Due to an influx of spam, we have had to impose restrictions on new accounts. Please see this wiki page for instructions on how to get full permissions. Sorry for the inconvenience.
Admin message
The migration is almost done, at least the rest should happen in the background. There are still a few technical difference between the old cluster and the new ones, and they are summarized in this issue. Please pay attention to the TL:DR at the end of the comment.
Created attachment 145683
TerrainFlyTess ICL error state (2019-10-07 drm-tip)
Setup:
HW: ICL-U D1
OS: Ubuntu 18.04 with Unity desktop (compiz)
SW: git versions of drm-tip 5.4-rc2 kernel, X server & Mesa
Desktop uses i965, benchmarks use Iris
Use-case:
* Run SynMark TerrainFlyTess with Iris:
MESA_LOADER_DRIVER_OVERRIDE=iris ./synmark2 OglTerrainFlyTess
Expected outcome:
* Like on GEN9, no GPU hangs
Actual outcome:
* Recoverable GPU hangs, see attachment
* Reproducibility: always
Notes:
* This test-case tests CPU`<->`GPU synchronization, by generating the terrain data on-fly in 4 CPU threads with AVX, for GPU tessellation & rendering
* No idea whether these hangs are an regression. It seems to have happened already >2 weeks ago on drm-tip v5.3 when I first did ICL testing
Kenneth from Mesa team already looked at the error state and commented that:
"This error state makes no sense, ACTHD points at the very start of the batch and IPEHR is 0x18800101 which never appears in the error dump at all. Sounds like a kernel bug to me."

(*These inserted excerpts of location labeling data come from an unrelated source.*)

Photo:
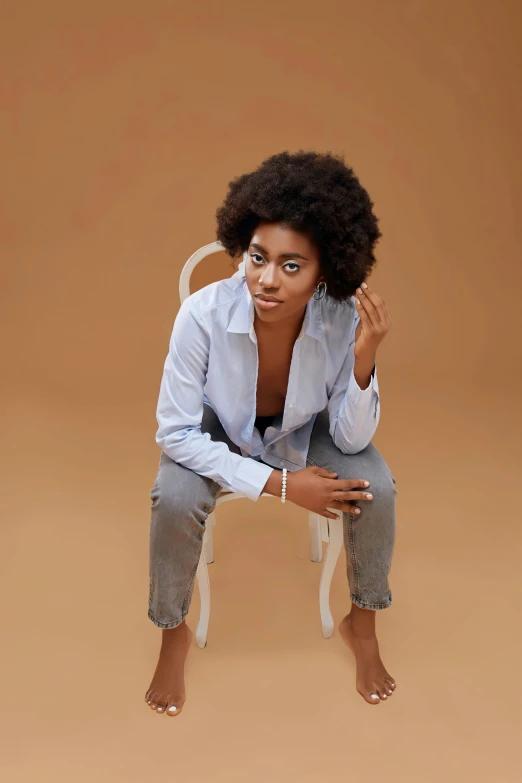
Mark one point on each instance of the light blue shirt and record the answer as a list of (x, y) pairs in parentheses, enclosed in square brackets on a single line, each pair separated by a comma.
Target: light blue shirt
[(213, 359)]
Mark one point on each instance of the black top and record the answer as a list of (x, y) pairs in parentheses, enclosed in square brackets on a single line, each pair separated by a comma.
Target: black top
[(262, 422)]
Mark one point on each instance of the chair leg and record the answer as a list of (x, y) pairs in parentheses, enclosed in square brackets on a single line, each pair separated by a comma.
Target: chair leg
[(314, 524), (335, 542), (208, 542), (204, 599)]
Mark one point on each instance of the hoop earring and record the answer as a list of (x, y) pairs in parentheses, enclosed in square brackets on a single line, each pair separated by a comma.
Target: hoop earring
[(317, 289)]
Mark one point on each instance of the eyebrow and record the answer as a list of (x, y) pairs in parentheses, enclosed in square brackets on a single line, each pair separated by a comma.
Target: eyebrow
[(282, 255)]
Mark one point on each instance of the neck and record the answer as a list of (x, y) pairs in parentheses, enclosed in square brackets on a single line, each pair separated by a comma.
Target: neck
[(287, 328)]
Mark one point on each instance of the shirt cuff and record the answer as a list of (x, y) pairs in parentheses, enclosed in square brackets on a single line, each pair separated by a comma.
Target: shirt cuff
[(356, 394), (250, 478)]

The capture is as it is fetching the first bytes of the batch. Either it took a page fault, or we have a novel means of dying. Note that the GPU did not send the completion event for the context switch in the previous 6s, so I'm erring on the side of novel death throes.
Machine was on loan from Jani and I need to give it back now, so unfortunately I cannot provide that. Test-case & fault should be very easy to reproduce though (pretty much same as the HDRBloom case).

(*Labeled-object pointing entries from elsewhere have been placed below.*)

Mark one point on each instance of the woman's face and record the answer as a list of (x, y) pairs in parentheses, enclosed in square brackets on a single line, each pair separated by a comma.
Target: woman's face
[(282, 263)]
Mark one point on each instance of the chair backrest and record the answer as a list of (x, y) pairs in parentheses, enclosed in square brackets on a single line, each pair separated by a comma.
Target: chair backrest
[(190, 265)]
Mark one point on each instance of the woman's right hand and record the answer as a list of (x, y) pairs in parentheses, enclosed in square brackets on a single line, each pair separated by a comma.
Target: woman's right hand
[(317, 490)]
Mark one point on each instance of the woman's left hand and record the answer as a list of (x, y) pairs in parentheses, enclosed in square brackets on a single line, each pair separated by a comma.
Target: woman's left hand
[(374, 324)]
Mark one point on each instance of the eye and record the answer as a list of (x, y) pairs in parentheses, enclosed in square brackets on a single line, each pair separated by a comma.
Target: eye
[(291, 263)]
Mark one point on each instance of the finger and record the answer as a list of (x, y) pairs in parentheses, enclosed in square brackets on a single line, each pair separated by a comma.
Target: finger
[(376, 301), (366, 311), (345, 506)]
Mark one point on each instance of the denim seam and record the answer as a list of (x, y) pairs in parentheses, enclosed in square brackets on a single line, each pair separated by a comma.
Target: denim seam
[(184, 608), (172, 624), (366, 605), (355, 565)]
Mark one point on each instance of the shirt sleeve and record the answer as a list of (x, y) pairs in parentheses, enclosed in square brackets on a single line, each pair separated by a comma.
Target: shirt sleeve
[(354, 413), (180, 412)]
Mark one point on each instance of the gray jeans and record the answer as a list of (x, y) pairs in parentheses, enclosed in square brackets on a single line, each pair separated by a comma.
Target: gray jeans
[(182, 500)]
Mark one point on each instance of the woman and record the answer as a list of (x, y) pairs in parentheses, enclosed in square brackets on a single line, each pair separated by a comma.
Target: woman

Chris, mail me directly if you don't have SynMark, or would like to get pre-built latest git 3D user-space stack.
Unfortunately neither drm.debug nor CONFIG_LOCKDEP=y shows anything:
-----------------------------------------------------------------------
[ 151.523178] [drm:intel_combo_phy_init [i915]] Combo PHY A already enabled, won't reprogram it.
[ 151.523211] [drm:intel_combo_phy_init [i915]] Combo PHY B already enabled, won't reprogram it.
[ 153.874368] Iteration 1/3: synmark2 OglTerrainFlyTess
[ 180.033099] Iteration 2/3: synmark2 OglTerrainFlyTess
[ 187.993335] i915 0000:00:02.0: GPU HANG: ecode 11:1:0x00000000, hang on rcs0
[ 187.993338] GPU hangs can indicate a bug anywhere in the entire gfx stack, including userspace.
[ 187.993339] Please file a new bug report on bugs.freedesktop.org against DRI -> DRM/Intel
[ 187.993340] drm/i915 developers can then reassign to the right component if it's not a kernel issue.
[ 187.993341] The GPU crash dump is required to analyze GPU hangs, so please always attach it.
[ 187.993342] GPU crash dump saved to /sys/class/drm/card0/error
[ 187.993406] i915 0000:00:02.0: Resetting rcs0 for hang on rcs0
[ 208.151967] Iteration 3/3: synmark2 OglTerrainFlyTess
-----------------------------------------------------------------------
No idea whether the worse reproducibility (1/3 instead of 1/1), is due to using latest git kernel, or debug options. Attached is new error state.
No idea whether the worse reproducibility (1/3 instead of 1/1), is due to
using latest git kernel, or debug options.
With latest drm-tip & Mesa versions, this doesn't anymore hang on every run, maybe just every 1/5th run.
Since CSDof and HDRBloom GPU hangs with Iris continue happening on every run of teh test, and HDRBloom can be easily reproduced also on other platforms, not just ICL, I would concentrate on that (bug 111385).
After this test fails, screen shows last working frame from the test, but it's possible to still run 3D & Media test-cases through ssh, they just fail.
However, at some point after that, the machine will freeze; network goes down and machine doesn't anymore react to other input than SysRq keys.
So far, this bad recovery failures have happened only on SkullCanyon, not on KBL (I don't test ICL anymore).
There were some odd recovery failures on KBL GT3e recently. Tests finished, but "xrandr" call after them hanged infinitely. It seems that something in the GPU hangs or what they cause for Mesa/Iris, seem to have messed up X server.
(On another, almost identical CometLake machine, only TerrainFlyTess test failed with the same SW stack build, i.e. there's some randomness on whether i915 recovery succeeds.)